The Inverse Dynamic: From AI Warfare to Surveillance Everyday Life (50:18–54:42)
- Greg Foley brings in the lesson of Israel’s “Lavender” AI program in Gaza: AI is mainly used to speed up target approval, lower oversight, and shift liability for civilian harm onto “the machine.”
- "From what I could see, the real purpose of the system was to generate thousands of targets that could all be signed off in a few seconds with as little human oversight as possible." – Greg Foley (50:18)
- The hosts agree: the real 'utility' of these systems is not accuracy but producing 'credibility' for power to act, whatever the social or human cost.
Closing Reflections & Recs (54:54–57:53)
- Greg Foley plugs Bloodwork, his podcast on the philosophy and history of violence, inviting listeners for collaborations on episodes covering cinema and theory (e.g., Michael Mann’s Heat, Schrader’s “Man in a Room” trilogy, or Tenet).
- "For me, the podcast is the juice." – Hussain (55:51)
- Discussion meanders into movie fandom and the obtuse pleasures of Christopher Nolan’s logic.
Notable Quotes & Memorable Moments
- "It's a future so close, I can taste it.

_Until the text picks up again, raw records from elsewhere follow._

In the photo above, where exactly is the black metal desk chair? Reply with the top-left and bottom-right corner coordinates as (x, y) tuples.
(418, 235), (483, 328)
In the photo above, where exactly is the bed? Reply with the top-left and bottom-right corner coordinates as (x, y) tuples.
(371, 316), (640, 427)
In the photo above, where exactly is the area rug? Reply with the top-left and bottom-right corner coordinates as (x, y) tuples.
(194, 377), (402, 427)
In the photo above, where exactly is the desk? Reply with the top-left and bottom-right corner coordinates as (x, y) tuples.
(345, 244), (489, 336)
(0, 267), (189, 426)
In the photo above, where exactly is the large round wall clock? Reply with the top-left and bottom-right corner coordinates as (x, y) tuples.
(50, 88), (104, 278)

I can smell it." – Greg Foley, on a sea of Columbos, (42:07)
- "Heroes deserve the most AI." – Greg Foley, mocking corporate slogans (47:17)
- "Mom says it's my turn on the surveillance machine." – Hussain, on the 'brotherly' founders (46:24)
- "The real utility of these systems is their ability to produce justifications for violence, not accuracy or truth." – (Summarized from Greg Foley’s remarks, 51:35–52:47)
Overall Tone
Irreverent, incisively skeptical, and laced with dark humor, the episode bounces between mockery and serious worry about technological overreach in policing and policy. The hosts’ energetic banter merges with Greg Foley’s philosophical edge, maintaining the show’s trademark blend of the absurd and the analytical.
Timestamps for Important Segments
- 00:15–03:48: Satire on “woke” AI and political rambling.
- 10:49–22:33: Deep dive into Ewan Blair, Multiverse, NHS tech grift, and Palantir.
- 23:54–36:16: GREYLARK’s “GeoSpy”—AI spying for cops, skepticism, risks.
- 38:13–42:19: The case for 5,000 Colombos—honor in policing.
- 50:18–54:42: Israel’s Lavender AI, shifting liability, the danger of techno-justifications.
- 54:54–57:53: Bloodwork plug, closing meta-commentary on cinema and tech.
For Listeners New and Old
This episode sharply exposes how tawdry, redundant, and dangerous our "technologized" future can be, punctuated by surreal moments, deep-dive analysis, and raucous suggestions for a world with less AI and more Colombo. If you want to understand why advanced policing tools aren’t just absurd but profoundly political—and why you should root for the detective with the cigar—this is one for the books.